J’ai eu la chance de déguster plus d’une douzaine de vins du domaine Viret et il est difficile de donner son avis car c’est parfois déroutant, surprenant, et les goûts de chacun peuvent être si différents. Mais les vins que j’ai le plus appréciés en vinification « traditionnelle » ont été : Emergence 2008 rouge, Mareotis 2009 rouge, Colonnade 2009 rouge, des vins qui ont tous en commun une grande amplitude aromatique ; en bouche on leur trouve de la finesse, du fruité, mais aussi de la puissance et de la longueur. Dans les cuvées « Dolia » trois vins à découvrir : Paradis Ambré 2010 blanc, Paradis Rouge 2010 rouge, Terre de Grenache 2009, rouge. Là on est dans un autre monde de saveurs, de textures, et de sensations. Il faut oublier un peu les références traditionnelles de dégustation, et se laisser aller à découvrir des vins différents mais avec des dénominateurs communs : finesse, fraîcheur, fruité.

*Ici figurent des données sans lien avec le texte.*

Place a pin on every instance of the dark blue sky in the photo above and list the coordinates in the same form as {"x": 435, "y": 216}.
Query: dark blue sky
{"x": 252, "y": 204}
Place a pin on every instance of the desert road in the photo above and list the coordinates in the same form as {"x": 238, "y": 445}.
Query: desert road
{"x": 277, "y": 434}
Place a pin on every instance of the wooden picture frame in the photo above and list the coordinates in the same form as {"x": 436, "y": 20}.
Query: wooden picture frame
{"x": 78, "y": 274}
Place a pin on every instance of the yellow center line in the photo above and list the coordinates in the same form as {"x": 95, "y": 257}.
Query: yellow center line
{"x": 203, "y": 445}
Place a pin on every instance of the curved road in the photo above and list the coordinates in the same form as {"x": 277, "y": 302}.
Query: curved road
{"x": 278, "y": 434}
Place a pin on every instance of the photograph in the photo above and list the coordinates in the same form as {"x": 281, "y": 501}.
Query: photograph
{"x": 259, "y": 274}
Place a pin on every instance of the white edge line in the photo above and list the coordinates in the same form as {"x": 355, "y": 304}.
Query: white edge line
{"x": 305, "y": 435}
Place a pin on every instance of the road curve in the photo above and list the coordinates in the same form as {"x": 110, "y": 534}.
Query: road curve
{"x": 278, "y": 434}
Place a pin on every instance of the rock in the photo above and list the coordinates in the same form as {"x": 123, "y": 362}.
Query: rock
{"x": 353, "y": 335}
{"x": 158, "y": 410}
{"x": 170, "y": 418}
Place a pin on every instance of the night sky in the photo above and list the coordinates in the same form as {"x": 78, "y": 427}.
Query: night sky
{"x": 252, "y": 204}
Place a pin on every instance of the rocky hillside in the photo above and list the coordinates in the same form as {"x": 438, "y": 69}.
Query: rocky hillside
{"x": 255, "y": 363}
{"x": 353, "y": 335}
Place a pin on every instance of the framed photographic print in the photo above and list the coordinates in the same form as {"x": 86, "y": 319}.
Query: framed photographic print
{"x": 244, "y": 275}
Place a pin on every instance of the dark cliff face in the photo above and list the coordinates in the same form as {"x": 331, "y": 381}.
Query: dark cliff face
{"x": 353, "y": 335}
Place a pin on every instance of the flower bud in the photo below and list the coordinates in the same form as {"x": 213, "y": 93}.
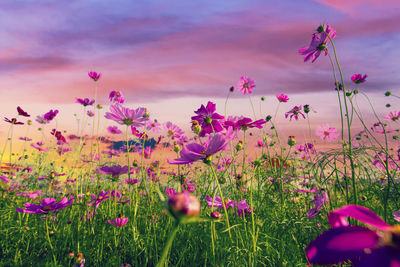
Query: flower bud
{"x": 292, "y": 140}
{"x": 216, "y": 215}
{"x": 184, "y": 204}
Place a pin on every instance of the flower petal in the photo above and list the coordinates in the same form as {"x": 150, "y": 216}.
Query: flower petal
{"x": 341, "y": 244}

Un vin c’est un goût, un plaisir, mais c’est aussi un souvenir, une ambiance, une mémoire olfactive et émotionnelle, et lorsqu’on visite le domaine Viret notre esprit ne peut rester insensible, on se pose forcément des questions, on ressent forcément quelque chose, qui remonte lorsqu’on ouvre une bouteille. Ces personnes sont allées jusqu’au bout de leurs idées, de leurs convictions ; et depuis leur village perdu dans la Drôme provençale ils ont réussi à faire connaître leurs vins dans le monde entier de par le concept de la cosmoculture. Alors certes, maintenant, il y a l’aspect communication, événementiel : séminaires, oenotourisme et quelque part un peu le business qui tourne autour mais bravo !… Car il fallait quand même le créer et le réaliser, ce sacré concept.

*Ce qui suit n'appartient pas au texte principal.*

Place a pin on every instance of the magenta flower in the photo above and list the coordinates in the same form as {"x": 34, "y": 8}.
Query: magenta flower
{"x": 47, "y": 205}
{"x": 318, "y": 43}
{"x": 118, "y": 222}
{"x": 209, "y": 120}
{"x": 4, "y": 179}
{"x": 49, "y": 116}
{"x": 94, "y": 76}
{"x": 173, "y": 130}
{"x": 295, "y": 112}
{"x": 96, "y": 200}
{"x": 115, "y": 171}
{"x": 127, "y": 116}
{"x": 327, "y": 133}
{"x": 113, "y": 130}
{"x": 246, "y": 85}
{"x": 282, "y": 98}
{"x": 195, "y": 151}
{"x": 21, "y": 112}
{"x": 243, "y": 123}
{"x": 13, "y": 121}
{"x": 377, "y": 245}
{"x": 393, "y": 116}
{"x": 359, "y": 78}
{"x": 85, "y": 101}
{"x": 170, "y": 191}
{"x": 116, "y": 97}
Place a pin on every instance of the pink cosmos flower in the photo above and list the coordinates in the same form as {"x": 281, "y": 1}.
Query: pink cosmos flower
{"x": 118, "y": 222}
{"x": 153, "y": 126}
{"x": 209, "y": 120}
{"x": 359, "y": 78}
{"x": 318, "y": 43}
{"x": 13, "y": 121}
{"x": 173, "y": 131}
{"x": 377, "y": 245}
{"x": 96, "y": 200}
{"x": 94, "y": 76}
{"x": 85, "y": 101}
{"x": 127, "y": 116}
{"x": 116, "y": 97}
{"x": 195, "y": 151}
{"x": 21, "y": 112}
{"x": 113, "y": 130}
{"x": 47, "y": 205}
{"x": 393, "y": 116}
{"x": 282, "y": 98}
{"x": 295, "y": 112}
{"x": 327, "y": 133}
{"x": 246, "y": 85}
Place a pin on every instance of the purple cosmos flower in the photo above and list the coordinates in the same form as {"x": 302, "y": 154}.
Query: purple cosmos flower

Carnet de route : « Hotel Sivou »

Si vous chercher un hôtel au départ des Côtes du Rhône… Si vous aimez les bâtisses de charme… Si vous recherchez la campagne…Si vous appréciez la peinture…Si vous cherchez un bon restaurant… Si vous voulez boire un verre sur une grande terrasse… Si vous faites le chemin de Saint-Jacques-de-Compostelle… Je peux vous donnez une adresse d’un hôtel perdu en pleine campagne, un accueil charmant et sympathique, une maison bourgeoise bâtie en 1820 au milieu d’un parc de 4 ha, où différentes bâtisses sont aménagées : le pigeonnier, la bergerie, la remise à foin… Chaque chambre porte le nom d’un artiste peintre : Cézanne, Renoir, Gauguin, Dali, Miro,  Klint, …. Avec un tableau de l’artiste accroché, copie d’une de ses œuvres… au total 84 tableaux affichés dans cette bâtisse, qu’il faut découvrir au gré d’une visite dans les différentes pièces et couloirs.

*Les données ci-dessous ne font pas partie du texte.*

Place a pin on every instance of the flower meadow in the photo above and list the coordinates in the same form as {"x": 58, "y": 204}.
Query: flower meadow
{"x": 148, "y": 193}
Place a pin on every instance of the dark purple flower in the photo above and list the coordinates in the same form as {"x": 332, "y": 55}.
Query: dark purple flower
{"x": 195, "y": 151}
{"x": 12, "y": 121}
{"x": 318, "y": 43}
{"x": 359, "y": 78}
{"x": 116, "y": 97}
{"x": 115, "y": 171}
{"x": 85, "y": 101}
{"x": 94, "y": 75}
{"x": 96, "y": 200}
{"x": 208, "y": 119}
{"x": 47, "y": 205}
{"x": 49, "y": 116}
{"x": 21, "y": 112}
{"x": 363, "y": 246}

Au restaurant, vous pourrez profiter de sa grande terrasse pour les belles soirées d’été, mais surtout vous régaler des plats proposés, de grands classiques avec à chaque fois une touche de fantaisie : foie gras avec de la rhubarbe, carré d’agneau en croûte de parmesan, filet de bœuf aux aspergex, entremet à l’ananas et griottines… Mon plat préféré fut la poêlée de Saint-Jacques (normal vu que l’on se trouve sur le chemin de Saint-Jacques-de-Compostelle) sur son croustillant d’aubergines, accompagné d’un Saint-Joseph blanc 2011 Deschant de Chapoutier  … un grand moment de plaisir…
Maintenant que je vous ai fait bien envie, je vous donne le nom de cet hôtel… Le domaine de la Colombière à Moissieu sur Dolon, soit à environ 20 km à l’est de Péage-en-Roussillon.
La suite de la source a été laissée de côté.